Google lists screen protector brands ‘certified’ to work with the Pixel 6’s fingerprint

With the Pixel 6 now just over a week old for most owners, the under-display fingerprint sensor has emerged as one of the bigger points of contention. Some are having issues with screen protectors, and Google now offers a list of brands that make accessories certified for the Pixel 6 and 6 Pro.

As of last Thursday, the Google Support page on how to “Unlock your Pixel phone with your fingerprint” only had the following to say about what screen protectors are “compatible” with the Pixel 6:

Check the Made for Google manufacturers websites for compatible screen protectors.

Google just linked to the main list of brands that have “accessories designed and tested to work seamlessly with your Pixel phone,” thus requiring manual browsing. 

Fortunately, that section was updated in the past week with specifics:

Brands that are Made for Google certified for Pixel 6 Pro and Pixel 6 are Zagg, Otterbox, and Panzerglass.

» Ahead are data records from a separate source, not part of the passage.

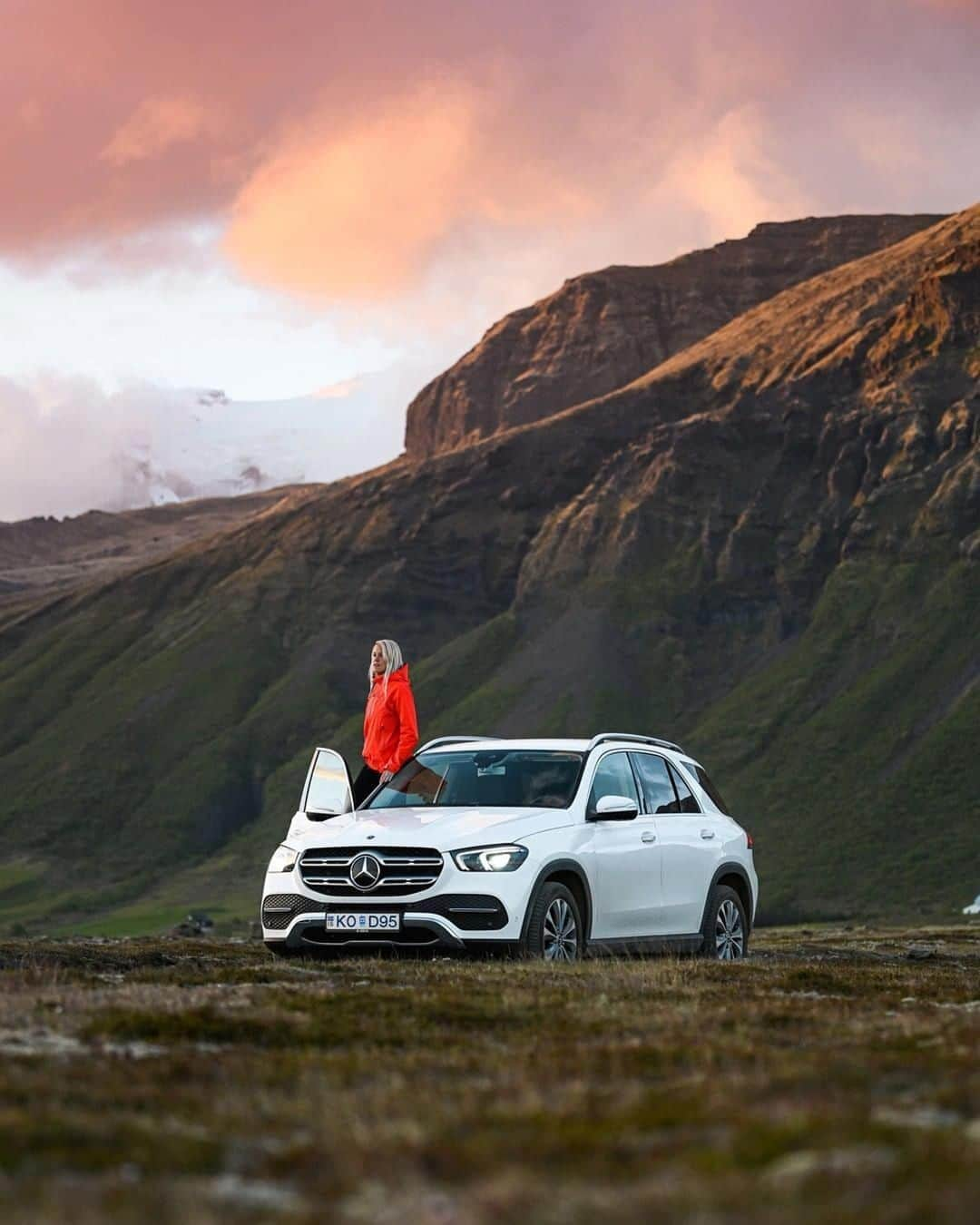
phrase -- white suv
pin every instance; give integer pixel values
(550, 847)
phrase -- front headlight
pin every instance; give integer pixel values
(283, 859)
(490, 859)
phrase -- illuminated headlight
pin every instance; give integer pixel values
(283, 859)
(490, 859)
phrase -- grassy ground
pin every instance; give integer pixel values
(835, 1074)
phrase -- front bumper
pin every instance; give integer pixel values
(444, 920)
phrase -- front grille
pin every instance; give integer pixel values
(279, 909)
(332, 871)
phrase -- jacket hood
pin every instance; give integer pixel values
(399, 674)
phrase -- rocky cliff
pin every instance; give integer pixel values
(605, 328)
(765, 546)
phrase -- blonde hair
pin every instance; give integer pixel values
(392, 661)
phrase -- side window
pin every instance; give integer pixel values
(655, 781)
(686, 797)
(714, 795)
(612, 777)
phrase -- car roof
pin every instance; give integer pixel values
(550, 742)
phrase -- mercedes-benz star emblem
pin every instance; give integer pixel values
(365, 872)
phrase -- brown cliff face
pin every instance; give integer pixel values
(606, 328)
(766, 548)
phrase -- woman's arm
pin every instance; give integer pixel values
(408, 728)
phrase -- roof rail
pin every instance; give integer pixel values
(632, 739)
(451, 740)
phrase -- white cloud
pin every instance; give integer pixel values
(69, 446)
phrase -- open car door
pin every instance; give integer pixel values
(328, 791)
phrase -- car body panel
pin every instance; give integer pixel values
(646, 877)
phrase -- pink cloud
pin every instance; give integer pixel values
(368, 151)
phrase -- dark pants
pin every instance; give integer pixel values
(364, 784)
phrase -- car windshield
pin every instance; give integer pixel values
(497, 778)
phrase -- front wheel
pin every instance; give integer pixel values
(555, 931)
(725, 927)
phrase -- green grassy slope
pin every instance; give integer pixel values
(784, 577)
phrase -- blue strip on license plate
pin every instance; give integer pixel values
(361, 921)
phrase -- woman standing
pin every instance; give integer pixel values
(391, 728)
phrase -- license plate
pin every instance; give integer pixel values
(359, 921)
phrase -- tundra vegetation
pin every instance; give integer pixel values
(833, 1075)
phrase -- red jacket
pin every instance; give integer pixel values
(391, 729)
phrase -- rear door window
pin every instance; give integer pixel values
(685, 795)
(710, 790)
(658, 789)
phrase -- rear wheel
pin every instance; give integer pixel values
(725, 927)
(554, 931)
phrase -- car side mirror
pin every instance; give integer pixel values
(615, 808)
(320, 814)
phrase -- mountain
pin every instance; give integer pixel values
(44, 555)
(605, 328)
(765, 546)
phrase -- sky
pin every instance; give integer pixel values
(316, 206)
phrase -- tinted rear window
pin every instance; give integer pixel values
(701, 774)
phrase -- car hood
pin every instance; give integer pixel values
(443, 828)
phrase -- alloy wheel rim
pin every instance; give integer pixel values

That said, models from all three brands are mostly sold out, while the Google Store does not currently sell any — Zagg’s is listed as “out of stock”:

  • OtterBox:
    • Pixel 6 Clearly Protected Film Screen Protector ($19.95)
    • Pixel 6 Pro Clearly Protected Film Screen Protector ($19.95)
  • Panzerglass: This accessory is not yet listed on the company’s website, though details are available from third-party retailers. 
    • PanzerGlass Tempered Glass Screen Protector – For Google Pixel 6 ($28.49)
    • PanzerGlass TPU Screen Protector – For Google Pixel 6 Pro ($22.99)
  • Zagg: (Curiously not listed on the Made for Google page) 
    • Glass Elite for Google Pixel 6 ($39.99)
    • Glass Curve Elite for Google Pixel 6 Pro ($49.99)

Of course, many other brands, including well-known ones, offer screen protectors that have yet to be listed by Google. For its part, the company’s official guidance is:

If your fingerprint won’t scan, it might be because of your screen protector. Make sure you’re using a screen protector that is Made for Google certified. 

Our advice is that it takes some time adjusting to UDFPS compared to past Pixel’s rear-mounted sensor. Mainly, you have to keep your finger on the reader rather than being able to quickly tap and lift.

It’s an optical under-display fingerprint sensor that’s a bit slower than the likes of what OnePlus uses, but I don’t have much of an issue with it after nearly two weeks of using it between the Pro and standard models. It’s a bit slower and slightly picky about your placement, but it gets the job done. Once muscle memory kicks in, I don’t think you’ll have any problems.